As oil prices fall due to the economic consequences of the global Coronavirus outbreak, the negative impact on the Iraqi economy is being felt.
Global oil prices have been tumbling down in recent days as demand for oil has reduced dramatically due to the economic impact the Coronavirus is having on countries around the world. Iraq, which is heavily dependent on revenues from oil exports, has already begun to feel the effects of the global economic downturn.
“The collapse in oil prices, which took place in the past two days, represents a setback and catastrophe for the Iraqi economy. I think it will be a shock similar to that economic and security shock that Iraq suffered from 2014 to 2015”, commented Kowfand Shirwani, an academic referring to the economic shock experienced by Iraq during the ascendance of ISIS in the country.

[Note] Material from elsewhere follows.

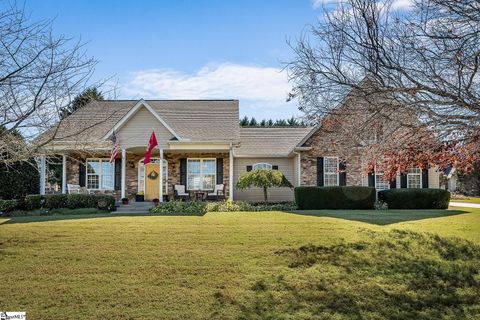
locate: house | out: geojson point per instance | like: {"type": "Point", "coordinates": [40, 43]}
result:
{"type": "Point", "coordinates": [200, 145]}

Iraq’s Oil Minister, Thamer al-Ghadhban, mentioned that he is in contact with other OPEC (Organization of the Petroleum Exporting Countries) members to discuss ways to prevent the fall in oil prices. Those surveying oil prices at the Ministry of Oil have been commanded to evaluate prices on a daily, rather than monthly, basis.
The 2020 federal budget of Iraq, which is yet to be agreed upon, will face further challenges due to the heavy focus on the distribution of oil revenues to public services and investments, as well as to the allocation of oil revenues to the Kurdistan Region of Iraq.
As governments around the world begin to expend increased efforts to tackle the spread of the Coronavirus, businesses are also being more and more restricted in their operations, leading to a further decrease in demand for oil, causing a drop in prices.
Oil markets were particularly harmed as Saudi Arabia and Russia failed to come to terms regarding negotiations to cut global oil supplies to correspond with the reduction in demand and stabilise oil prices. Russia refused to agree on output cuts, and Saudi Arabia reacted by announcing that it would reduce its oil prices in order to stimulate demand.